On Mon, Jul 30, 2018 at 6:01 AM Kirill A. Shutemov <kirill@shutemov.name> wrote:
>
> I think I missed vma_set_anonymous() somewhere, but I fail to see where.

Honestly, by now we just need to revert that commit.

It's not even clear that it was a good idea to begin with. The rest of
the commits were cleanups, this one was driven by a incorrect
VM_BUG_ON() that triggered, and that checked "vma_is_anonymous(vma)"
without any explanations of wht it should matter.

I think the biggest problem with vma_is_anonymous() may be its name,
not what it does.

What the code historically *did* (and what vma_is_anonymous() checks)
is not "is this anonymous", but rather "does this have any special
operations associated with it".

The two are similar. But people have grown opinions about exactly what
"anonymous" means. If we had named it just "no_vm_ops()", we wouldn't
have random crazy checks for "vma_is_anonymous()" in places where it
makes no sense.

So what I think we want a real explanation for is why people who use
"vma_is_anonymous()" care. Instead of trying to change its very
historical meaning, we should look at the users, and perhaps change
its name.

In this case, for example, I think the *real* problem was described by
commit 684283988f70 ("huge pagecache: mmap_sem is unlocked when
truncation splits pmd"), and the problem is that an existing check
that required that mmap_sem was held was changed to say "only for
anonymous mappings".

But the fact is, you can truncate mappings that don't have any ops just *fine*.

So maybe that original BUG() was entirely bogus to begin with, and it
shouldn't exist at all?

Or maybe the code should test "do I have a vm_file" instead of testing
"do I have vm_ops"?

What's the problem with just doing split_huge_pmd() there when it's a
pmd_trans_huge or pmd_devmap pmd?
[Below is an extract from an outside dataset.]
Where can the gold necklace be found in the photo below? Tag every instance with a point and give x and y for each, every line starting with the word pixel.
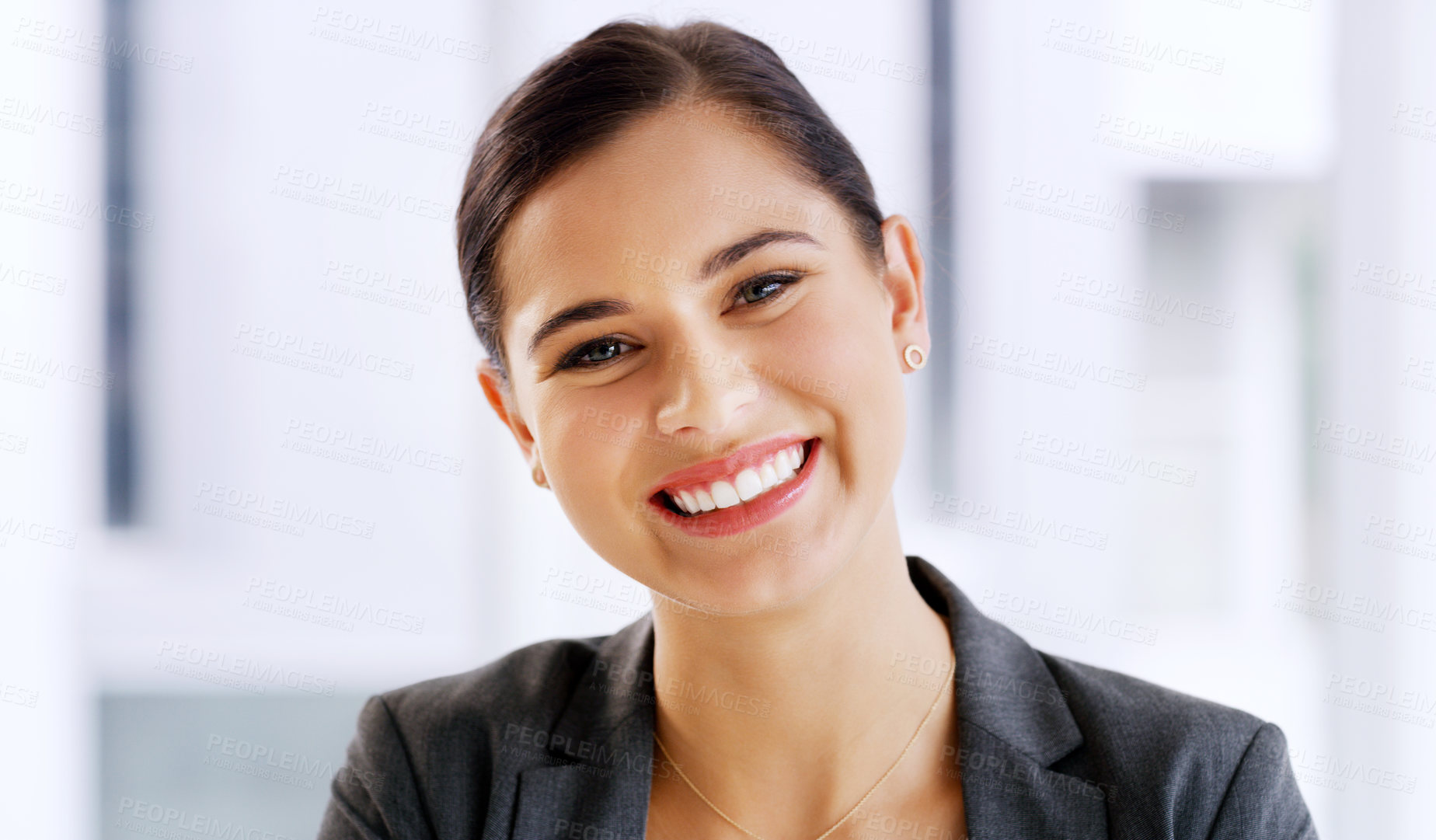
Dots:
pixel 843 819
Why is that VM_BUG_ON_VMA() there in
the first place? Why are allegedly "anonymous" mappings so special
here for locking?

Adding a few more people to the cc, they were involved the last that
time VM_BUG_ON_VMA() was modified.

New people: see commit bfd40eaff5ab ("mm: fix vma_is_anonymous()
false-positives") for details. Right now I think it's getting
reverted, but the oops explanation in the commit is about that

            kernel BUG at mm/memory.c:1422!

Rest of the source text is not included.